Attenuation of depression of muscle protein synthesis induced by lipopolysaccharide, tumor necrosis factor, and angiotensin II by beta-hydroxy-beta-methylbutyrate

beta-Hydroxy-beta-methylbutyrate (HMB; 50 microM) has been shown to attenuate the depression in protein synthesis in murine myotubes in response to lipopolysaccharide (LPS), tumor necrosis factor-alpha (TNF-alpha) with or without interferon-gamma (IFN-gamma), and angiotensin II (ANG II). The mechanism for the depression of protein synthesis by all three agents was the same and was attributed to activation of double-stranded RNA-dependent protein kinase (PKR) with the subsequent phosphorylation of eukaryotic initiation factor 2 (eIF2) on the alpha-subunit as well as increased phosphorylation of the elongation factor (eEF2). Myotubes expressing a catalytically inactive PKR variant, PKRDelta6, showed no depression of protein synthesis in response to either LPS or TNF-alpha, confirming the importance of PKR in this process. There was no effect of any of the agents on phosphorylation of mammalian target of rapamycin (mTOR) or initiation factor 4E-binding protein (4E-BP1), and thus no change in the amount of eIF4E bound to 4E-BP1 or the concentration of the active eIF4E.eIF4G complex. HMB attenuated phosphorylation of eEF2, possibly by increasing phosphorylation of mTOR, and also attenuated phosphorylation of eIF2alpha by preventing activation of PKR. These results suggest that HMB may be effective in attenuating muscle atrophy in a range of catabolic conditions.

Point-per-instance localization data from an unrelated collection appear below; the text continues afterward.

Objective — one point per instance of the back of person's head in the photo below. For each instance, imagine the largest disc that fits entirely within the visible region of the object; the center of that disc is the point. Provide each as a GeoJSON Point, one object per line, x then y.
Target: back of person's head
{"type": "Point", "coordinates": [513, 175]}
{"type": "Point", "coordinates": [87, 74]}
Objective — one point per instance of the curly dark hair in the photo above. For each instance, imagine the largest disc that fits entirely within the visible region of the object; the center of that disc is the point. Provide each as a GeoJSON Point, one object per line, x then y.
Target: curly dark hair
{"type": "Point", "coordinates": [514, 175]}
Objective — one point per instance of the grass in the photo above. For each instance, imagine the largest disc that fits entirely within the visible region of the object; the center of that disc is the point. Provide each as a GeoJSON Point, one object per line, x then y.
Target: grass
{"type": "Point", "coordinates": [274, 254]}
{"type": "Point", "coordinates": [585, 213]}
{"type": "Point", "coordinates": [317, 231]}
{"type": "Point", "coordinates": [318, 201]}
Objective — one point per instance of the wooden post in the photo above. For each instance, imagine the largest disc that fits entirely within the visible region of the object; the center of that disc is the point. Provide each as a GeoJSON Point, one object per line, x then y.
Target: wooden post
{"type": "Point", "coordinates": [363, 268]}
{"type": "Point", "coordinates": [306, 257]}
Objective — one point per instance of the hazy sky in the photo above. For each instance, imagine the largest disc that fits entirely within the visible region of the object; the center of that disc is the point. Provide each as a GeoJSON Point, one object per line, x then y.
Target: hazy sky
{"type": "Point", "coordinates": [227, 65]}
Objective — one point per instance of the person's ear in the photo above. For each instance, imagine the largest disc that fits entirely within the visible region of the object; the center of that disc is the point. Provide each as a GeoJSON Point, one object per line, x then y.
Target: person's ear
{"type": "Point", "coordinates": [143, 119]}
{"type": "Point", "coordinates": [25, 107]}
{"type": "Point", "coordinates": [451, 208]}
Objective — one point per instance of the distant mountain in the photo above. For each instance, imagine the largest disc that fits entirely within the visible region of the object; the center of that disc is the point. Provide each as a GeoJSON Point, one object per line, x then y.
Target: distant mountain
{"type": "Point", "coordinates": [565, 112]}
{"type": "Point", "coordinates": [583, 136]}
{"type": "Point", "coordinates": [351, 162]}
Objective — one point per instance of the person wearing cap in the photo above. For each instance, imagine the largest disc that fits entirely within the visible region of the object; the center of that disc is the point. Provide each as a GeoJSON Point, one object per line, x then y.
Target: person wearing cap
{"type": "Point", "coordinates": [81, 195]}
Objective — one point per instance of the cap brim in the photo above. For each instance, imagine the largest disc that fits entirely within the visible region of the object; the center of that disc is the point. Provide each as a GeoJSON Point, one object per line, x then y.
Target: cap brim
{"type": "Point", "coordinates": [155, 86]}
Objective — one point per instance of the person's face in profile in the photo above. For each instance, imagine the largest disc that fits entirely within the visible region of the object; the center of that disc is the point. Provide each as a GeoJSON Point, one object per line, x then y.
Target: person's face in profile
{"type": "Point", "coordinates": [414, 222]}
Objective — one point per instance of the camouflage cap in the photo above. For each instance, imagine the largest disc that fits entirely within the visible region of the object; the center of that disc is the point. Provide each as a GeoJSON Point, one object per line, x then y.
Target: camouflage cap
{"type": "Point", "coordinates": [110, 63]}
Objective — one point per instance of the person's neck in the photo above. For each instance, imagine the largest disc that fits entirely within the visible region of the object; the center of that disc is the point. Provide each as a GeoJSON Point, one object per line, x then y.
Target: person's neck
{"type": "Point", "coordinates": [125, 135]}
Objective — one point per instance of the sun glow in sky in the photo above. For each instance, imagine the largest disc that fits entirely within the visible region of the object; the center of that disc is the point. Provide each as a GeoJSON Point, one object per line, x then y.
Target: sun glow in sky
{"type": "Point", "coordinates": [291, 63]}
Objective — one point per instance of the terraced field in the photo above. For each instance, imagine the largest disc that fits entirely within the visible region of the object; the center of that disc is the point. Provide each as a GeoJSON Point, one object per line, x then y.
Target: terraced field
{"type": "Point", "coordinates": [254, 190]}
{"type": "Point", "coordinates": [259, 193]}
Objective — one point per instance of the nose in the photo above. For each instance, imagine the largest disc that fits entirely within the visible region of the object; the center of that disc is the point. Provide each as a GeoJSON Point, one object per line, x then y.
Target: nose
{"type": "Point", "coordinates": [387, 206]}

Mechanism of attenuation of muscle protein degradation induced by tumor necrosis factor-alpha and angiotensin II by beta-hydroxy-beta-methylbutyrate

Both tumor necrosis factor-alpha (TNF-alpha)/interferon-gamma (IFN-gamma) and angiotensin II (ANG II) induced an increase in total protein degradation in murine myotubes, which was completely attenuated by treatment with beta-hydroxy-beta-methylbutyrate (HMB; 50 microM). There was an increase in formation of reactive oxygen species (ROS) within 30 min, as well as an increase in the activity of both caspase-3 and -8, and both effects were attenuated by HMB. Moreover, inhibitors of caspase-3 and -8 completely attenuated both ROS formation and total protein degradation induced by TNF-alpha/IFN-gamma and ANG II. There was an increased autophosphorylation of double-stranded RNA-dependent protein kinase (PKR), which was attenuated by the specific caspase-3 and -8 inhibitors. Neither ROS formation or protein degradation occurred in myotubes expressing a catalytically inactive PKR variant, PKRDelta6, in response to TNF-alpha/IFN-gamma, compared with myotubes expressing wild-type PKR, although there was still activation of caspase-3 and -8. HMB also attenuated activation of PKR, suggesting that it was important in protein degradation. Formation of ROS was attenuated by rotenone, an inhibitor of the mitochondrial electron transport chain, nitro-l-arginine methyl ester, an inhibitor of nitric oxide synthase, and SB 203580, a specific inhibitor of p38 mitogen-activated protein kinase (p38 MAPK), which also attenuated total protein degradation. Activation of p38 MAPK by PKR provides the link to ROS formation. These results suggest that TNF-alpha/IFN-gamma and ANG II induce muscle protein degradation by a common signaling pathway, which is attenuated by HMB, and that this involves the initial activation of caspase-3 and -8, followed by autophosphorylation and activation of PKR, which then leads to increased ROS formation via activation of p38 MAPK. Increased ROS formation is known to induce protein degradation through the ubiquitin-proteasome pathway.